You request advice on whether any change to existing law is required to use voter registration applications that contain an applicant's digitized, rather than original, signature. As more fully explained below, because current law does not provide for the use of an applicant's digitized signature for voter registration purposes, express statutory authorization by the General Assembly must be obtained before a system which uses such technology may be implemented.

You have provided me with the following facts: Under the voter registration system being utilized by the Department of Public Safety ("DPS") at the time of your request, DPS prints a voter registration application at the same time it prints a driver's license application; DPS then sends the Secretary of State the completed applications for voter registration which contain the applicant's original signature. Further, you state that DPS now plans to implement a "paperless" system for issuing driver's licenses which will use optical imaging technology to

capture an applicant's photograph and signature and merge them with computer data on the applicant in order to generate a driver's license, and that DPS will not have printers required to print voter registration applications. Thus, the Secretary of State and DPS propose that DPS will send an applicant's data and signature image to the Secretary of State electronically, and the Secretary of State will print the voter registration applications using a laser printer and send them to the counties for processing. Based on these facts, it is my understanding that DPS would however obtain separate digitized signatures -- one for driver's license applications, and one for voter registration applications as required by statute.

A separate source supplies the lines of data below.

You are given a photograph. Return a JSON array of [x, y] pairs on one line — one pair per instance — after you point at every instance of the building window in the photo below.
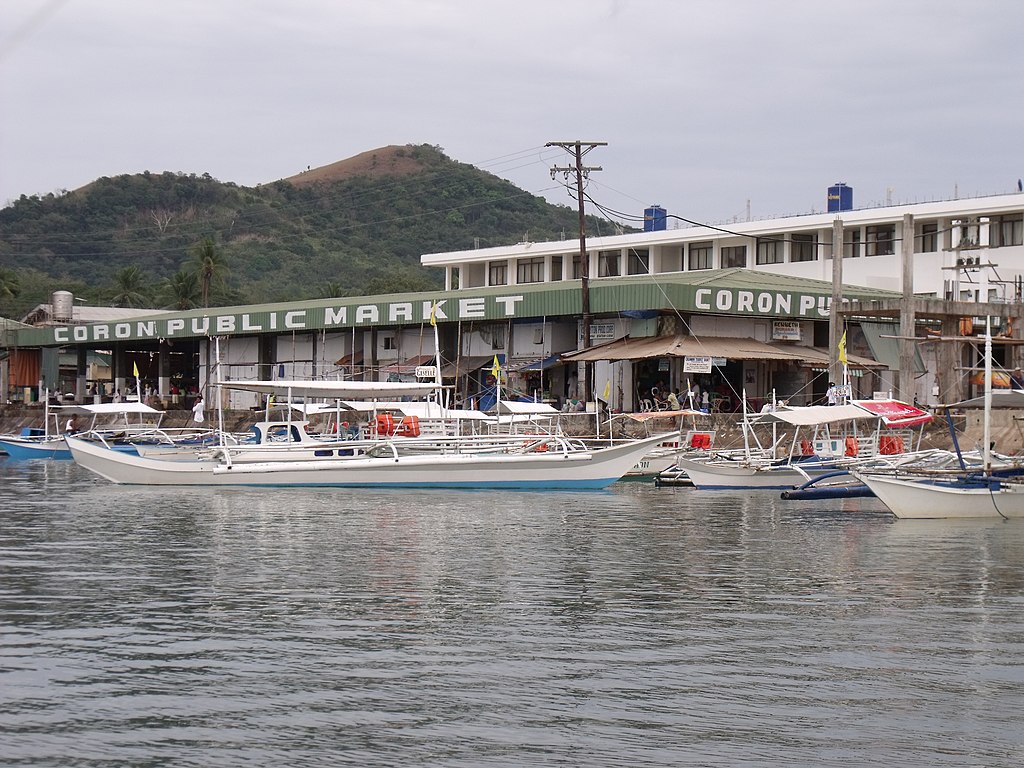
[[930, 237], [639, 262], [770, 252], [577, 267], [607, 264], [1006, 230], [851, 248], [803, 248], [881, 240], [700, 255], [498, 273], [734, 256], [529, 270]]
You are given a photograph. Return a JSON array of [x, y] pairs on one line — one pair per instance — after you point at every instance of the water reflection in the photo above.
[[636, 627]]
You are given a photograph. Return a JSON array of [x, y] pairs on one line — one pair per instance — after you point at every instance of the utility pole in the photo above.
[[578, 148]]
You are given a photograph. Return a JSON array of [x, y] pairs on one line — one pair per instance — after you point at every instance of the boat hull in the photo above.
[[741, 476], [541, 470], [936, 499]]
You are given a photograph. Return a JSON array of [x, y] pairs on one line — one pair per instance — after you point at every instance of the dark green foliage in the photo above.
[[273, 243]]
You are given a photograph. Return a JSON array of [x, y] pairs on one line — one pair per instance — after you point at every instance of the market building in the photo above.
[[742, 310]]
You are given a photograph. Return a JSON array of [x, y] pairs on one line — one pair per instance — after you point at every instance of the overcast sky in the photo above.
[[708, 107]]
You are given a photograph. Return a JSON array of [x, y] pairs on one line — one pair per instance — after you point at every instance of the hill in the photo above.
[[356, 226]]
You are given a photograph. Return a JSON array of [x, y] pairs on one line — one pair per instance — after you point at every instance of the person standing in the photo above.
[[199, 415]]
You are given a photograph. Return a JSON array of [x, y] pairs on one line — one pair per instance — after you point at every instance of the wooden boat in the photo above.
[[825, 451], [515, 462], [926, 493]]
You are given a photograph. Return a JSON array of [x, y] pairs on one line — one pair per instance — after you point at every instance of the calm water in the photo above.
[[638, 627]]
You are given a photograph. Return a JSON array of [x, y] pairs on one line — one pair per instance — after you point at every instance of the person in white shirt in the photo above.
[[198, 416]]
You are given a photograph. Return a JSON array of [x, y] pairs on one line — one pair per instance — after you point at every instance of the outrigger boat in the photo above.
[[824, 451], [109, 420], [520, 462], [388, 460]]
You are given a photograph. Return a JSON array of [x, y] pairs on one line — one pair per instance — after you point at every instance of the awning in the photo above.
[[344, 390], [684, 346], [355, 358], [542, 365], [886, 350], [818, 357], [519, 408], [895, 414], [408, 368], [1000, 398]]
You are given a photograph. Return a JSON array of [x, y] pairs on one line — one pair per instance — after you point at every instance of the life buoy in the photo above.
[[409, 427], [385, 425]]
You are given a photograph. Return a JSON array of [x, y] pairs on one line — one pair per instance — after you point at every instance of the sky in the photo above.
[[715, 110]]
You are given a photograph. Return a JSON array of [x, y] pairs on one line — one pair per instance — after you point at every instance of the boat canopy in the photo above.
[[420, 409], [105, 409], [894, 414], [523, 408]]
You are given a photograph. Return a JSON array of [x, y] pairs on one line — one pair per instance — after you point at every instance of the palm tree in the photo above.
[[181, 291], [129, 288], [210, 267], [333, 290]]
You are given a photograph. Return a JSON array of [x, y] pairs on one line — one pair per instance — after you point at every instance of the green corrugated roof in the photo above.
[[738, 292]]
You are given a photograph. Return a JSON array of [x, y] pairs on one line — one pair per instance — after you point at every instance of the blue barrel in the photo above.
[[654, 219], [840, 198]]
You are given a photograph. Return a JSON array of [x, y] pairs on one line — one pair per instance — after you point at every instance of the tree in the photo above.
[[332, 290], [181, 291], [211, 268], [129, 288], [10, 287]]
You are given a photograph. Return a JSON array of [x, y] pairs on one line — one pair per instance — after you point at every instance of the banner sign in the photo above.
[[696, 365]]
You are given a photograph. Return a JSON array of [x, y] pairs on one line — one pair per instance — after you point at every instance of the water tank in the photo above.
[[654, 219], [62, 303], [840, 198]]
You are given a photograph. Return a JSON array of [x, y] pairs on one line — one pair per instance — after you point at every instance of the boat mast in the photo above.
[[987, 428]]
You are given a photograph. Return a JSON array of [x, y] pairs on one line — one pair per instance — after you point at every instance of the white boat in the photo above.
[[922, 493], [824, 451], [521, 462], [109, 419]]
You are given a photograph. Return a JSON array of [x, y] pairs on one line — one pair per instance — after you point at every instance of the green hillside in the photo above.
[[350, 228]]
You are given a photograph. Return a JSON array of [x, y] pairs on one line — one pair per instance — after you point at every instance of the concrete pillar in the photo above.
[[905, 389], [164, 372], [82, 374], [835, 322], [948, 377]]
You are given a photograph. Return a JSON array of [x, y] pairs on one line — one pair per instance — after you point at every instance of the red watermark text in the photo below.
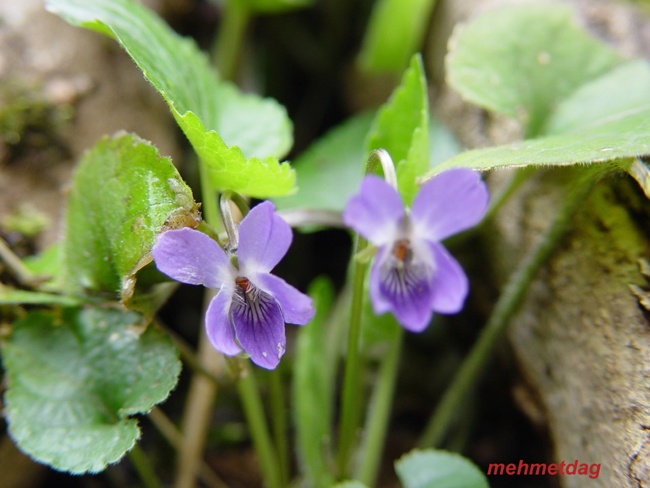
[[575, 468]]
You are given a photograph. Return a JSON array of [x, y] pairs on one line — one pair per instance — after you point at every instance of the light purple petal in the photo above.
[[406, 292], [259, 327], [189, 256], [297, 308], [218, 327], [450, 202], [375, 212], [264, 239], [450, 285]]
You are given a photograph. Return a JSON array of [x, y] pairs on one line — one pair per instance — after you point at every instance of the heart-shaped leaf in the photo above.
[[438, 469], [74, 380]]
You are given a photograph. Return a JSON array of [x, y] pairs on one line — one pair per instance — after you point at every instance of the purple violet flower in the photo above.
[[249, 311], [413, 275]]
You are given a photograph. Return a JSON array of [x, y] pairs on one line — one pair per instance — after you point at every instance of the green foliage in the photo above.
[[330, 170], [74, 380], [313, 388], [237, 136], [522, 60], [438, 469], [595, 114], [350, 484], [122, 194], [614, 95], [401, 128], [395, 31]]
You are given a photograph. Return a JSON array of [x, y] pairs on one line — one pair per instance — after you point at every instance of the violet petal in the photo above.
[[450, 284], [297, 308], [264, 239], [406, 292], [191, 257], [217, 324], [259, 326], [375, 212], [450, 202]]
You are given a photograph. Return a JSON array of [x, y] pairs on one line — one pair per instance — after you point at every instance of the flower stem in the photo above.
[[252, 403], [350, 401], [379, 413], [143, 467], [279, 424], [505, 308]]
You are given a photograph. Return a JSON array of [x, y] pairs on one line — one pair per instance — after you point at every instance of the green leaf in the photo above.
[[350, 484], [395, 31], [623, 136], [73, 382], [330, 171], [401, 128], [10, 296], [438, 469], [621, 90], [237, 136], [47, 265], [312, 390], [122, 195], [521, 60]]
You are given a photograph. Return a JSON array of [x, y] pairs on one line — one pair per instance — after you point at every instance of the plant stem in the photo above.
[[143, 467], [504, 309], [252, 403], [350, 401], [228, 44], [279, 419], [13, 262], [379, 413]]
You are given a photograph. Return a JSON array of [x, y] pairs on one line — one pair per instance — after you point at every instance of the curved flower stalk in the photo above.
[[413, 275], [249, 311]]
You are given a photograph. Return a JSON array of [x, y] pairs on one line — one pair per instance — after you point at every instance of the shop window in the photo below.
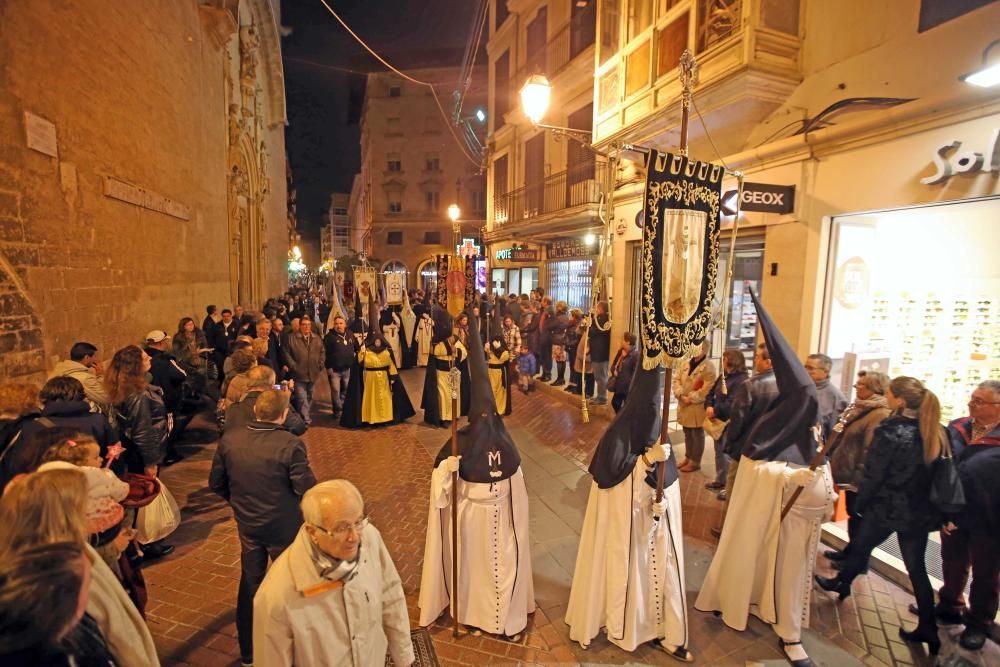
[[535, 47], [610, 29], [607, 93], [582, 26], [637, 69], [670, 43], [640, 16], [717, 19]]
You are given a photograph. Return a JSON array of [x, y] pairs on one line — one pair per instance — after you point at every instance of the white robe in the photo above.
[[764, 565], [495, 588], [424, 335], [629, 575]]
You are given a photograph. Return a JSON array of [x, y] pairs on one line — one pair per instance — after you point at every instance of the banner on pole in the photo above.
[[680, 256]]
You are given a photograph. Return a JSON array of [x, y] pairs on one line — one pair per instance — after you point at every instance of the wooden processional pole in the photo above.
[[689, 77]]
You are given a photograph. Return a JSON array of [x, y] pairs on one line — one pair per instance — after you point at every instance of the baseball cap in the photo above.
[[156, 335]]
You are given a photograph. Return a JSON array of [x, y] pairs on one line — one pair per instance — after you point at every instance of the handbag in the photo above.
[[714, 427], [159, 518], [947, 493]]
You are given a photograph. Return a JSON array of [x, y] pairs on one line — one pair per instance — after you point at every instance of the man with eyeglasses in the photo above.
[[334, 596], [972, 539], [262, 471]]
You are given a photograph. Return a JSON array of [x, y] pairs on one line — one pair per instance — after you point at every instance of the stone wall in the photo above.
[[136, 92]]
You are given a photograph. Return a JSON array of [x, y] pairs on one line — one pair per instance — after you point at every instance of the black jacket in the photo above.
[[262, 470], [238, 415], [76, 415], [142, 420], [599, 342], [896, 487], [723, 402], [752, 399], [340, 350], [168, 376]]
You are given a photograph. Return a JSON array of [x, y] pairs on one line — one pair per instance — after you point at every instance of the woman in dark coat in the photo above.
[[852, 439], [894, 497], [718, 404]]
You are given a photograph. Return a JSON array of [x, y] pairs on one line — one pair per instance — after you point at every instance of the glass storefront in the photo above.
[[569, 281], [916, 292]]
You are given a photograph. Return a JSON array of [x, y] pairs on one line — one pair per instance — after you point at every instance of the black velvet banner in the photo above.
[[680, 255]]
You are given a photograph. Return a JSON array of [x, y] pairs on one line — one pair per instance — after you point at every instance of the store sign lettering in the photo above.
[[761, 198], [963, 162]]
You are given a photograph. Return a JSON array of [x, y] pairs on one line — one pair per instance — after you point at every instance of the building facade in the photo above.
[[412, 170], [144, 179], [544, 192], [888, 160]]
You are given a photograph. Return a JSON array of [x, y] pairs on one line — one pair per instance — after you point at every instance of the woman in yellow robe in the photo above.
[[498, 361], [380, 372]]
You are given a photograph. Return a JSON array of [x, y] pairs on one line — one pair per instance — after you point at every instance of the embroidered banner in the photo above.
[[395, 286], [680, 255], [367, 284], [442, 282]]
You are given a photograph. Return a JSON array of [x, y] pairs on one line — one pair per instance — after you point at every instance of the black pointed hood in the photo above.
[[488, 452], [632, 432], [784, 431]]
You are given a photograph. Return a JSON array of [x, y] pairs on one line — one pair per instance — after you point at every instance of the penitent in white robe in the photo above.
[[424, 335], [764, 565], [629, 575], [495, 588]]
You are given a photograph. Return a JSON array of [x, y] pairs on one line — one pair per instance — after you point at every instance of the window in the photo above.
[[637, 69], [670, 43], [502, 13], [535, 49], [478, 201], [610, 12], [583, 25], [432, 200], [607, 95], [717, 19], [640, 15]]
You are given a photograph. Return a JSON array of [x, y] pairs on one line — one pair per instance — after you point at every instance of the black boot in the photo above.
[[834, 585]]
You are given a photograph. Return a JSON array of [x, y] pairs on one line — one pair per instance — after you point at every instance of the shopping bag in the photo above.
[[159, 518]]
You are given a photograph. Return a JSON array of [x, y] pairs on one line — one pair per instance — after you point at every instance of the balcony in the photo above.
[[563, 200]]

Official Code of Georgia Annotated § 21-2-220(a), which is part of the statutory scheme on registration of voters, specifically provides that a person who desires to register to vote may make application through DPS, as set forth in O.C.G.A. § 21-2-221. Further, O.C.G.A. § 21-2-219(a) places upon the Secretary of State the responsibility for specifying the form for registration cards to be used by persons applying to register to vote in the State of Georgia and, as to applications made through DPS, O.C.G.A. § 21-2-221(b) provides that the Commissioner of DPS and the Secretary of State "shall agree upon and design such procedures and forms as will be necessary to comply with this Code section." Authority to design forms is not the equivalent of a statutory direction regarding the acceptability of a non-original signature.

Existing law does not expressly authorize the Secretary of State to use digitized signatures for voter registration applications. In comparison, the General Assembly has expressly authorized DPS to use non-original signatures on driver's licenses. See O.C.G.A. § 40-5-28 (DPS shall issue driver's licenses which contain "either a facsimile of the signature of the licensee or a space upon which the licensee shall write his usual signature with a pen and ink"). See also O.C.G.A. § 21-2-215(i) (where the General Assembly expressly contemplated the use of digitization technology for voter registration cards in another context). In the absence of express authority, I conclude that the use of an unauthorized signature would be prohibited by Georgia law.

Given that "[t]he object of the voter registration law is to insure and sustain the integrity of public elections" (Johnson v. Byrd, 263 Ga. 173, 174 (1993) (internal quotation marks and punctuation omitted)), and that existing laws do not expressly authorize the use of voter registration applications which

contain an applicant's digitized signature, it is my official opinion that express authorization by the General Assembly must be obtained before a system which uses such technology may be implemented.